You probably know her as Ms. Pati, but her name is actually Barbara Patricia Light and if you know anything about her, you know that her last name could not be more fitting to her character. If you’ve ever walked into the cafeteria or the Rat, she has probably greeted you with a smile and called you by name if she’s had the chance to learn it. Ms. Pati is just one of the many caring people who serve us on a daily basis, and in one way or another, we’ve probably all had an interaction with her. But how many of us have actually taken the time to get to know her?

I sat down with Ms. Pati to get to know the woman behind the smile and the black Aramark uniform. She wasn’t always the light on campus that she is now. In fact, she came to the University of Dallas without a smile at all, afraid to open herself up and terrible at remembering people’s names.

“When I came here I was so shy. I wasn’t used to being around people that were so positive and had so much to bring to my life,” she recalled.

Pati has gone from being a shy woman to being an example of kindness and friendship.  -Photo by Elizabeth Kerin
Pati has gone from being a shy woman to being an example of kindness and friendship.
-Photo by Elizabeth Kerin

“A month after I started working here, I went to a baseball game with my husband and some UD students who were there had to introduce themselves to him because I didn’t know their names. From that point on I knew I had to learn who the people were around me and I wanted to, and I have made it a point ever since,” she said.

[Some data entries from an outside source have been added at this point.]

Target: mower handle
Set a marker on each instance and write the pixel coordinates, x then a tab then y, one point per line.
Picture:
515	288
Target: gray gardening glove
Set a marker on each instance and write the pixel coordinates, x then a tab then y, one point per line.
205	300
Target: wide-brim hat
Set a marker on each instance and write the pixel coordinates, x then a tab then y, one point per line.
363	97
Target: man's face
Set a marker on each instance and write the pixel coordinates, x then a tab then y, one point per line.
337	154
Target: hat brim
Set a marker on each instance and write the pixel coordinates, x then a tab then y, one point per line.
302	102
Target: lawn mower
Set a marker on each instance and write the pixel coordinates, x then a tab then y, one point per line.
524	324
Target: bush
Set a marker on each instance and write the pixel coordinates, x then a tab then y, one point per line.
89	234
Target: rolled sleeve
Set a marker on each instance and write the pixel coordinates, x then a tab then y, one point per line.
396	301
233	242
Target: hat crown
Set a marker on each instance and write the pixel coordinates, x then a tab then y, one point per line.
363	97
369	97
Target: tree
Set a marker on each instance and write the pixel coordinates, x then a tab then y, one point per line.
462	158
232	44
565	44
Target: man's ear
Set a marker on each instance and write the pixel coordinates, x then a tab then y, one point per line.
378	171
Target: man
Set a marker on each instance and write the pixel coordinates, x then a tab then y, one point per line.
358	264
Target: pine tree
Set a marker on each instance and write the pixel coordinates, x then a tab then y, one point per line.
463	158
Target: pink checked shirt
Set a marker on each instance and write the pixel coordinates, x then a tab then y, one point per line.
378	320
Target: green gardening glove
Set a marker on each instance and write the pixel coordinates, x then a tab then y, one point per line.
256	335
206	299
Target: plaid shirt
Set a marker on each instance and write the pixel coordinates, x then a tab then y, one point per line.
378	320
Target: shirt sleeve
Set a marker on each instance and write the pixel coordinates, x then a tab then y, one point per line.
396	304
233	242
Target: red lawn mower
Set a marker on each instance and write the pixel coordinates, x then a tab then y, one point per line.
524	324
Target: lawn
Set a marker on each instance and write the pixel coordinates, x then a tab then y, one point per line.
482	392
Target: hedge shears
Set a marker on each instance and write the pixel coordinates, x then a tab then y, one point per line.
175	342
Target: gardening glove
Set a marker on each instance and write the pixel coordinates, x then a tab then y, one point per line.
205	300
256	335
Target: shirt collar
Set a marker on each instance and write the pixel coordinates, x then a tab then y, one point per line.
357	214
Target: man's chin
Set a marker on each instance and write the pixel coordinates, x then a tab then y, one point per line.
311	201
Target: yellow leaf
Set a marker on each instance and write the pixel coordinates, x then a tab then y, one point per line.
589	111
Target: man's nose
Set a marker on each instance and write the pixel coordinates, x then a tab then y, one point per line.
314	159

Ms. Pati has become an icon of the UD cafeteria and she attributes this to the kindness that has been shown to her by the UD community. She now uses her stature to reach out to as many students as possible in order to make a difference in a community that she credits for so much of her own personal growth.

“Everyone here has treated me so well and I feel that I want to give back to this place,” she said. “Sometimes when I think about it I get emotional. The kids here help me to be a better person; they have completely enriched and nourished me in every way.”

As a mother to a son with Asperger’s syndrome, she stresses the importance of spreading unconditional kindness to everyone.

“You never know what someone is going through, so I try to read people,” she said. “Reading their reactions and their moods is important in order to get to know them and I try to lighten the mood when I see someone is having a difficult time and ask how they are really doing.”

Surprisingly, one of Ms. Pati’s biggest pet peeves is something that she encounters from students every day.

“I know it is proper grammar, but when I ask someone how they are doing, I don’t want to hear that they are ‘doing well,’” she said. “I want their honest answer whether [they] are doing awesome or having a difficult day. That’s how you really get to know someone.”

The message she wants to drive home to the UD community is to “pay it forward.” It is a mantra that we should all embody, one that we should all spread.

“I want to encourage students to make a new friend, to sit with someone who is eating alone, to smile at everyone and to pay it forward,” she said. “You never know what that could lead to.”